As my domain name is provided via freenom, it seems there is no available plugins there? So I am going to use a manual way to get certificates. You could also probably get a general idea of how this DNS-based domain ownership works.

How to use certbot to get wildcard certificates - manually

So firstly, simply use docker to run certbot command on your server (or probably can be done anywhere?) like this:

$ sudo docker run -it --rm --name certbot \
     -v "/etc/letsencrypt:/etc/letsencrypt"  \
     -v "/var/lib/letsencrypt:/var/lib/letsencrypt" \
     certbot/certbot certonly --manual \
     --preferred-challenges dns -d *.lifeinweeks.ml

Note that:

  • --preferred-challenges dns means to use DNS-based domain ownership validation
  • -d *.lifeinweeks.ml means to specify the domain name (the certificates signed for) as *.lifeinweeks.ml
  • Certificates will be saved under /etc/letsencrypt/live, you will see a message later when the command finishes successfully later.

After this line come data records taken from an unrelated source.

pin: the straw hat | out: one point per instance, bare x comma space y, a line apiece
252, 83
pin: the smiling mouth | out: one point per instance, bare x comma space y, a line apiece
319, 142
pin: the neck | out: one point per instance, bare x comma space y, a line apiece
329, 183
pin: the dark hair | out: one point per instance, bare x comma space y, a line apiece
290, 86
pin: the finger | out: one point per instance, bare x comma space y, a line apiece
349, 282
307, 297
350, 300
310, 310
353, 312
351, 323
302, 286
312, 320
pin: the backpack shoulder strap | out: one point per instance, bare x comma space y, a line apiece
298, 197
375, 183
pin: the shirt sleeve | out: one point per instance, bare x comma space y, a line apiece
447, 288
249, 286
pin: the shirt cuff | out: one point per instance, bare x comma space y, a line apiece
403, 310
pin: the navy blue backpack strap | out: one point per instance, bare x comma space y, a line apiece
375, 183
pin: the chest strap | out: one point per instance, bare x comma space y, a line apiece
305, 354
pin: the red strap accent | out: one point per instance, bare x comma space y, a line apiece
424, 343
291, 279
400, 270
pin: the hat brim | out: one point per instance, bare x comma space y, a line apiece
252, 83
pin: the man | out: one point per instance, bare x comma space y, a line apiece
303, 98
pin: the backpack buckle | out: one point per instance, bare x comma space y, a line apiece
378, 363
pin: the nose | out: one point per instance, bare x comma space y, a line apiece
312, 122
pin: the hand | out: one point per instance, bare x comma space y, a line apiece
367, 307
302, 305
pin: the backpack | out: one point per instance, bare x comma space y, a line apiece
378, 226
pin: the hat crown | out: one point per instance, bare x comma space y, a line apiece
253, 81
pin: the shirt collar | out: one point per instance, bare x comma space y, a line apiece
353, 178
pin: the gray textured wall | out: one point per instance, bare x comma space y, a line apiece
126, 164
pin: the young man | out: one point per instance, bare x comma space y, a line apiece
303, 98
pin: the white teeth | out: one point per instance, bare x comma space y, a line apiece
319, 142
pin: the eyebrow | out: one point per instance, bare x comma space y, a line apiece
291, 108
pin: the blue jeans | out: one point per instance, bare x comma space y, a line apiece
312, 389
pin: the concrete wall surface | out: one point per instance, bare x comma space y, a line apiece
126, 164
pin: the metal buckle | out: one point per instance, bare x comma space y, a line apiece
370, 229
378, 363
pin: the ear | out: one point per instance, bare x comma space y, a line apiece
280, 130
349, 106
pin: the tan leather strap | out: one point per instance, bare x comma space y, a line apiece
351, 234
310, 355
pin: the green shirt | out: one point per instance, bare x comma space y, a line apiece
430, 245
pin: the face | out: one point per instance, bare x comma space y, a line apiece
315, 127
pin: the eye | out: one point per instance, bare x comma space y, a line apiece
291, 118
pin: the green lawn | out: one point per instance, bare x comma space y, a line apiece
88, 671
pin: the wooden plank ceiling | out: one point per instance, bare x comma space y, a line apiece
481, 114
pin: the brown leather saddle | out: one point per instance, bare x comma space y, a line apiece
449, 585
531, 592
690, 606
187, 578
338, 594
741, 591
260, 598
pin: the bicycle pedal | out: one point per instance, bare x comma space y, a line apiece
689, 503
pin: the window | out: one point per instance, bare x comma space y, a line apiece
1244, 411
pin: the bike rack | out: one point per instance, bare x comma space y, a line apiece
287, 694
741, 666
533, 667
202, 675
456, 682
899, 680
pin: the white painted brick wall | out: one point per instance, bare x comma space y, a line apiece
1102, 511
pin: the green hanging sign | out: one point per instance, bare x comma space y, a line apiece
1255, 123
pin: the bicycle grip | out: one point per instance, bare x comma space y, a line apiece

Yep, so run this, you see output as:

...
Performing the following challenges:
dns-01 challenge for lifeinweeks.ml

-------------------------------------------------------------------------------
NOTE: The IP of this machine will be publicly logged as having requested this
certificate. If you're running certbot in manual mode on a machine that is not
your server, please ensure you're okay with that.

Are you OK with your IP being logged?
-------------------------------------------------------------------------------
(Y)es/(N)o: Y

-------------------------------------------------------------------------------
Please deploy a DNS TXT record under the name
_acme-challenge.lifeinweeks.ml with the following value:

NCBwbnEtPSA3sdc8ut-6Df8A55xDWnrbn9CwrUc4FLI

Before continuing, verify the record is deployed.
-------------------------------------------------------------------------------
Press Enter to Continue

So now you basically just have to what it asks for.

  • Firstly go to your domain name provider to add a DNS TXT record. I do this on freenom. Click “Save Changes” to add the record. freenom
  • Secondly, use the following command in another terminal to check the changes have taken effect: 
       $ dig -t txt +short _acme-challenge.lifeinweeks.ml

    which gives out

       "NCBwbnEtPSA3sdc8ut-6Df8A55xDWnrbn9CwrUc4FLI"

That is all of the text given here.